In remarkably personal pictures of soldiers on the front line trying to win control of the battle-scarred region, Parsons photographed Private Davey Graham receiving life-saving treatment for a bullet wound and being airlifted to safety.
Parsons, a PA photographer for six years and on his fourth trip to Afghanistan, said that the pictures were only possible because of his close bond with the regiment.
He also revealed that the panoramic shots of soldiers tending to Graham and carrying him to a waiting helicopter were made possible with a fish-eye lens, which Parsons was only using because he had damaged his main lens on his digital Canon EOS 5B diving for cover.
“If I was using my original lens I might have cut that shot a bit short,” he said.
Describing how the shots came about he said: “We went on an operation to raid three compounds where there was Taliban resistance.

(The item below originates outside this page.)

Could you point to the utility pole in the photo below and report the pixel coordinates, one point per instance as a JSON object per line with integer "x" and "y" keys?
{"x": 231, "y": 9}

“We raided them, but didn’t really find anything and we decided to go back to the first one and observe the area from there.
“We were crossing a ditch and I had been talking to Davey about doing some pictures from the front [of the group]. As we went into a cornfield I waited to go first, but it was too narrow and then I was third in line.
“The soldiers had been saying ‘we won’t see them today’, but their alert didn’t go any lower.
“About halfway along the cornfield I heard the bang and the shot went off – I saw Davey go down and there was a load of smoke.
“I dived on my front and had my camera on my neck and one on my shoulder. As I went down my camera fell on the floor and damaged the lens: it was hanging on by wires. Everyone was shouting, there was firing going on all around. It felt like half an hour, but it was probably only about five minutes.”
Parsons and PA reporter John Bingham, also embedded with the troops, then had to jump from one ditch to another – with both sides still firing.
When the regiment had carried the injured man to the relative safety of a compound, Parsons began taking pictures again – with a camera “caked in mud” and the fish-eye lens – but got the consent of the wounded soldier, who he built a friendship with, straight away.
“Davey was lying on the ground getting treatment. He saw me and said ‘Andy mate, Andy – take my picture, take my picture’. I was sweating and knackered; he was screaming and people were rushing in to work on him.”
The regiment’s Sergeant-Major saw Parsons shooting Graham and told him to stop, but the troops were adamant that it was what Graham had wanted. Graham is now recovering at home in Nottingham.